Unbeeindruckt stand ich von meinem Stuhl auf.
>>Ich schulde einer machthungrigen und widerwärtigen Frau, wie du es bist, gar nichts. Mir ist deine Welt egal, die du zugrunde gerichtet hast und mir ist egal, was du zu sagen hast. Denn es wird nur auf eines hinauslaufen. In wenigen Minuten wirst du nicht mehr sein, als verwesender Körper, der in Vergessenheit gerät, während deine Kinder leben werden. Sie werden hier leben, fernab von deiner Welt und wir werden keinen Finger krümmen. Denn ich bin fertig. Wir alle sind fertig mit dem, was ihr uns angetan habt. Ihr verdient uns nicht.<<

Ich kehrte ihr meinen Rücken zu und ignorierte all die hässlichen Worte, die sie mir an den Kopf warf. Mein Bruder verharrte noch einen Moment, bevor auch er an meine Seite trat. Ich schloss die Zelle zu und drückte den Schalter, den Ascher mir gezeigt hatte. Im nächsten Moment traten drei dieser Viecher in den Raum.

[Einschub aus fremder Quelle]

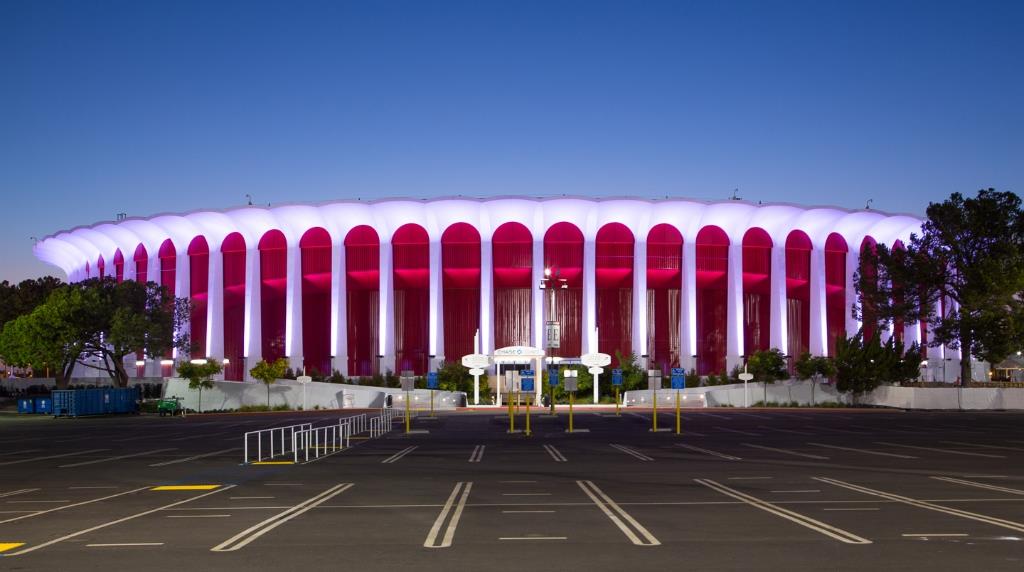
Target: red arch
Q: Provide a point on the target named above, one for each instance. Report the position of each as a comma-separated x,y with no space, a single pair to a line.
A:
141,260
199,283
868,272
563,254
232,252
461,280
411,250
119,266
363,263
798,294
613,278
665,281
757,290
836,252
712,269
272,290
314,250
512,250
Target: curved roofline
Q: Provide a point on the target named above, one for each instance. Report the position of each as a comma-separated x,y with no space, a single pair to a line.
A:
537,199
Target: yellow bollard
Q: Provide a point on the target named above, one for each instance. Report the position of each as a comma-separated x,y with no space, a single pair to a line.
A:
677,411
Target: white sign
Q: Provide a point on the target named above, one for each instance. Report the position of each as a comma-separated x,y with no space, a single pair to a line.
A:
595,359
475,360
523,351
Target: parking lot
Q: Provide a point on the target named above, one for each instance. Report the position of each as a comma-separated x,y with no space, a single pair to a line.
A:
815,489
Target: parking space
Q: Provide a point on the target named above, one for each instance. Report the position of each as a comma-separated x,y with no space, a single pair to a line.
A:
753,480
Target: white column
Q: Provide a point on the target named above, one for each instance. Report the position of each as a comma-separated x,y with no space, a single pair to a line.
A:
387,314
589,297
539,295
215,306
639,299
486,337
293,308
734,308
436,345
778,330
819,324
339,309
688,321
254,320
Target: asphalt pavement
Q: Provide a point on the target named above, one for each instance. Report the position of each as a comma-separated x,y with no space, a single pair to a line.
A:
764,489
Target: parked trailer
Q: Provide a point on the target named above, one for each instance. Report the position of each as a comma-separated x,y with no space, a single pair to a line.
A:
80,402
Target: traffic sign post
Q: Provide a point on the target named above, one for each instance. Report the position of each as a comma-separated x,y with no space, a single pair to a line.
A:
432,386
526,380
745,378
678,383
616,381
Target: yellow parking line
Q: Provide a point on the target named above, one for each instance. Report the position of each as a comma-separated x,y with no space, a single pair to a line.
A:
185,487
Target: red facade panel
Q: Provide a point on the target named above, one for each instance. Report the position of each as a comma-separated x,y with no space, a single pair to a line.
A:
273,289
411,251
563,255
613,269
512,254
461,282
233,252
315,259
363,258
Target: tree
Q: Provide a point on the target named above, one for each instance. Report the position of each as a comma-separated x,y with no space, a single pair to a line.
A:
861,366
964,275
269,372
767,366
200,376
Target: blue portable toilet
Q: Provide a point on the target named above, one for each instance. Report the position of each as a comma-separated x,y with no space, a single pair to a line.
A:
44,405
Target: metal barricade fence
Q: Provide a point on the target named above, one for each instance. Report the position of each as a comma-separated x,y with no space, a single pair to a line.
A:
270,442
323,440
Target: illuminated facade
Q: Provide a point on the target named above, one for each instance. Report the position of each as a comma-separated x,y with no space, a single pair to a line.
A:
397,284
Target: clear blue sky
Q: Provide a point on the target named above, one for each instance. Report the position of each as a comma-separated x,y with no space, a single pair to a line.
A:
146,106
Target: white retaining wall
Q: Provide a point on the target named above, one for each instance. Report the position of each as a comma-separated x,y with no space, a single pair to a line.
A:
231,395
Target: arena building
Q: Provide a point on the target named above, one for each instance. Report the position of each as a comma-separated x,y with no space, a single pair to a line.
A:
365,287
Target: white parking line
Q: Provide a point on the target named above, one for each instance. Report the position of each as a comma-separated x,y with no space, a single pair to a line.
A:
980,485
119,457
39,513
119,521
630,527
748,433
1015,526
555,453
400,454
455,506
20,460
243,538
194,457
936,449
709,451
865,451
807,522
785,451
632,451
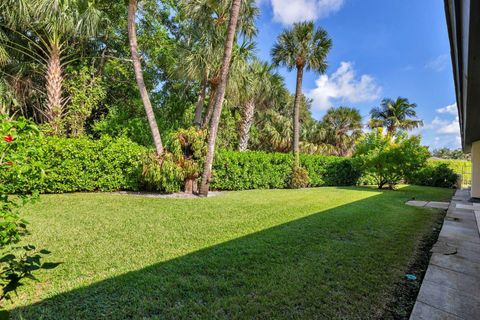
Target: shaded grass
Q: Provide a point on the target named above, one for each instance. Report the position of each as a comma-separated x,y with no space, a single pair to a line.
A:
312,253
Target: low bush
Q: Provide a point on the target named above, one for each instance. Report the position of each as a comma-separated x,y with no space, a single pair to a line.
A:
261,170
389,160
161,174
299,178
435,175
82,164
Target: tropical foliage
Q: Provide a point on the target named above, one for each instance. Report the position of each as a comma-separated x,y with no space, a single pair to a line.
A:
17,262
389,160
167,75
395,114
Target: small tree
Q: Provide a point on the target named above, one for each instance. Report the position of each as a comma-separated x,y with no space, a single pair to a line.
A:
16,262
389,160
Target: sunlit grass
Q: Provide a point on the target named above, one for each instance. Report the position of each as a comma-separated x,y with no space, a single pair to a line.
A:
326,252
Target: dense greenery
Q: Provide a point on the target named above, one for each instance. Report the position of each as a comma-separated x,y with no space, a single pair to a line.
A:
18,261
260,170
435,175
78,164
180,45
449,154
390,159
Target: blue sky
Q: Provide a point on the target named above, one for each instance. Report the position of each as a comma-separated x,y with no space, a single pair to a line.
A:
381,48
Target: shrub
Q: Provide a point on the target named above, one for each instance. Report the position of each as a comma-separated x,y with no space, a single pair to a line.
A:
435,175
261,170
389,160
161,174
16,262
299,178
82,164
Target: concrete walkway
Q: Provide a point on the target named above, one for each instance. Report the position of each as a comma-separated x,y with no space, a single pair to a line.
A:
451,287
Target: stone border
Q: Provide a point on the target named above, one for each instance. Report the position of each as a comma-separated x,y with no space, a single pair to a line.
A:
451,287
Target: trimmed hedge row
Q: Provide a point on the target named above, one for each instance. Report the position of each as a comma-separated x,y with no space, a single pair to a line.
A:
71,165
261,170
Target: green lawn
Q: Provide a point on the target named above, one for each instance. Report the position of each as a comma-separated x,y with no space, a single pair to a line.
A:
312,253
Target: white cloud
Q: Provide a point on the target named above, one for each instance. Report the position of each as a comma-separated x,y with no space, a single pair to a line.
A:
450,109
343,85
439,63
288,12
446,127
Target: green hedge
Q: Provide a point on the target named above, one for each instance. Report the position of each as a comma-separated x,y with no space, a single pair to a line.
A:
71,165
261,170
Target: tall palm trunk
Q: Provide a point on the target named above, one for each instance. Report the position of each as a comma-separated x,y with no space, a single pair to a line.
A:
248,112
220,95
132,36
197,122
296,117
211,103
54,80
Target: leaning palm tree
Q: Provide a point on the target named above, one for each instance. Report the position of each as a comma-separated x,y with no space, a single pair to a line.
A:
302,47
55,23
394,115
220,95
259,87
343,127
132,36
204,28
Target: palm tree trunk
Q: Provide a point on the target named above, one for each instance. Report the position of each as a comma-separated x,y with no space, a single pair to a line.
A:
132,36
211,104
197,122
296,117
220,95
248,112
54,80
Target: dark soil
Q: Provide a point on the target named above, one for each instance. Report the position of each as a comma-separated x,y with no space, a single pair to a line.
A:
406,291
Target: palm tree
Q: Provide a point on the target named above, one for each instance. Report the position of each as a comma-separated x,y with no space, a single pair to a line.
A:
343,127
55,23
395,114
132,36
302,47
220,95
260,85
204,24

Die Schreie meiner Mutter waren das letzte was wir hörten, bevor das Licht erlosch und uns ein Gurgeln den Gang verfolgte.
>>Es war das Richtige.<< hörte ich meinen Bruder brüchig sagen. Als ich ihn umarmte brach der Damm in ihm und er begann zu weinen und drückte mich dabei fest an sich. Für diesen einen Moment ließ er all die Gefühle heraus und ich schwieg. Tröstete das Kind, dass eine grausame Wahrheit erfahren hatte. Tröstete meinen Bruder und verspürte selbst keine Trauer. Die einzige Traurigkeit galt ihm und seinen Tränen. Die einzige Traurigkeit galt seinem Verlust.